# Zähler mit Überlauf



## MSB (1 September 2007)

Sorry für den dämlichen Titel, was anderes fiel mir nicht ein.

Nun zum Problem:
Ich bekomme über Profibus einen freilaufenden Zähler, effektiv werte dieser Impulse eines MID's aus.
Die Wertigkeit dieses Zählers ist von 0 - 32768 und springt dann einfach wieder auf 0.
Der Profibusslave ist ein 2-Draht Bussystem, an dem hängen über mehrere Kilometer Erdkabel verteilt,
div. Hochbehälter, Übergabeschächte ...
Das ein System welches auf solche Entfernungen funktioniert nicht gerad schnell ist, dürfte klar sein.

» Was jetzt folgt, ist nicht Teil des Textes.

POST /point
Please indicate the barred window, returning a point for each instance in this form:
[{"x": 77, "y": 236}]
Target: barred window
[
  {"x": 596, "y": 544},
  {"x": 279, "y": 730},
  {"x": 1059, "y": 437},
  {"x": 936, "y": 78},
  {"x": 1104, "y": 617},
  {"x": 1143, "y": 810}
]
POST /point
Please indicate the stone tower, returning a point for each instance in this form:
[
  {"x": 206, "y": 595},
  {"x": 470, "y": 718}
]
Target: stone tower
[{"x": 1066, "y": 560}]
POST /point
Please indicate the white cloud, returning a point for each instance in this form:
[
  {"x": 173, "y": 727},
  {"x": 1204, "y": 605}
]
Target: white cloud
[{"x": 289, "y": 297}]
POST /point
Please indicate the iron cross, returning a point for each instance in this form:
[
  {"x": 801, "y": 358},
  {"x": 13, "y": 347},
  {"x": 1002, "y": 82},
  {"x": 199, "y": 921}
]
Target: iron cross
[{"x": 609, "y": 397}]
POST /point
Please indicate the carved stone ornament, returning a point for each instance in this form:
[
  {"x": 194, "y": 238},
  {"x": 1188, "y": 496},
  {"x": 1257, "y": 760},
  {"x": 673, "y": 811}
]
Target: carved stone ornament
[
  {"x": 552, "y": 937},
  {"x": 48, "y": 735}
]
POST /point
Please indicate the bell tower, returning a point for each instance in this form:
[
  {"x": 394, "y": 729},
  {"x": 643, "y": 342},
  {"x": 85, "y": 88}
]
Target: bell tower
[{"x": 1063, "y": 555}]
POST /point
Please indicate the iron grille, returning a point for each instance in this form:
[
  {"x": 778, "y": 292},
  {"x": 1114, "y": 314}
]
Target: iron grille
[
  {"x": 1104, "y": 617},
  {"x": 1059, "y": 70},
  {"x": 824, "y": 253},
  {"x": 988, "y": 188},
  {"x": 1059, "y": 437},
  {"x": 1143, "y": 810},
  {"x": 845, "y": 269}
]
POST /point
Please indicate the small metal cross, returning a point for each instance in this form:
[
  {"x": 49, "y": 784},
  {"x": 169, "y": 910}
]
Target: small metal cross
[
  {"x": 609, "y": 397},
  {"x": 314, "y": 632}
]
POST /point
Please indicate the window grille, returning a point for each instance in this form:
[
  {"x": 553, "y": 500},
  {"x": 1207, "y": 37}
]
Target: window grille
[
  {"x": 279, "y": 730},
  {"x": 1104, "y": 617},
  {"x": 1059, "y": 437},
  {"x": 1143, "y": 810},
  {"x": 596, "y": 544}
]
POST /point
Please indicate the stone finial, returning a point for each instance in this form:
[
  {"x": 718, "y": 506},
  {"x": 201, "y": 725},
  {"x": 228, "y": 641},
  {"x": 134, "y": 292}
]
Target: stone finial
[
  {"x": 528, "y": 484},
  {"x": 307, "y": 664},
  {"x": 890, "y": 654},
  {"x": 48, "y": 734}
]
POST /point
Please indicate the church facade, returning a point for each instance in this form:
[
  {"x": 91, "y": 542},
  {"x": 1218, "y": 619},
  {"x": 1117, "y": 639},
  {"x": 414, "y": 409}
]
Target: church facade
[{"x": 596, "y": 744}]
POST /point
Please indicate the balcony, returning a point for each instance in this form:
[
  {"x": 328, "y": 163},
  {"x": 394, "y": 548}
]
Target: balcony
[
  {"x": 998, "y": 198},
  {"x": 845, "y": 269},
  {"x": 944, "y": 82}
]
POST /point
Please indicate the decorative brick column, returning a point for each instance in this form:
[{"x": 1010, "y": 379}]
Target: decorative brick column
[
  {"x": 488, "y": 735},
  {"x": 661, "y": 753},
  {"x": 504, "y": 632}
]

Hier mal was ich bisher habe:
Anhang anzeigen FB170.pdf


Das Problem ist nun, wenn ein Busausfall ist, entweder Profibusseitig oder 2-Draht Busseitig,
kann es passieren kann das das PEW vom Zähler "0" wird,
ebenso kann dies passieren beim Hochlauf des Systems, also Steuerung und 2-Draht Station.

Ich weiß jetzt nicht wie ich trennen kann, ob das nun ein "echter" Rücksprung war,
oder das halt durch irgend eine Busstörung zustande gekommen ist.

Wenigstens von diesem 2-Draht System, dauert es ca. 30 Sekunden bis eine Station als gestört erkannt wird.
Das kann ich auch nicht irgendwie ändern.

Also:
Wie könnte man den Baustein "solider" bekommen?

Mfg
Manuel


----------



## Oberchefe (2 September 2007)

Wie wär's mit einer Plausibilitätsprüfung? Also Wert davor (und evtl. Wert danach) in Bezug setzen und schauen ob der Wert dazu paßt und nur in diesem Fall verrechnen.


----------



## IBFS (2 September 2007)

@MSB

1. Was ist ein "MID" und in welcher zeitlichen Folge kommen die IMPULSE.

2.
Zitat:
"Das ein System welches auf solche Entfernungen funktioniert nicht gerad schnell ist, dürfte klar sein"
Zitat-Ende:

Was heißt "LANGSAM"?
Langsamer als 9.6 kBit/s kann man den Profibus doch garnicht einstellen.

D.h. deine REFRESH-Rate dürfte dann etwa - je nach Anzahl der Stationen - um etwa max. eine Sekunde sein, oder sehe ich dass völlig falsch.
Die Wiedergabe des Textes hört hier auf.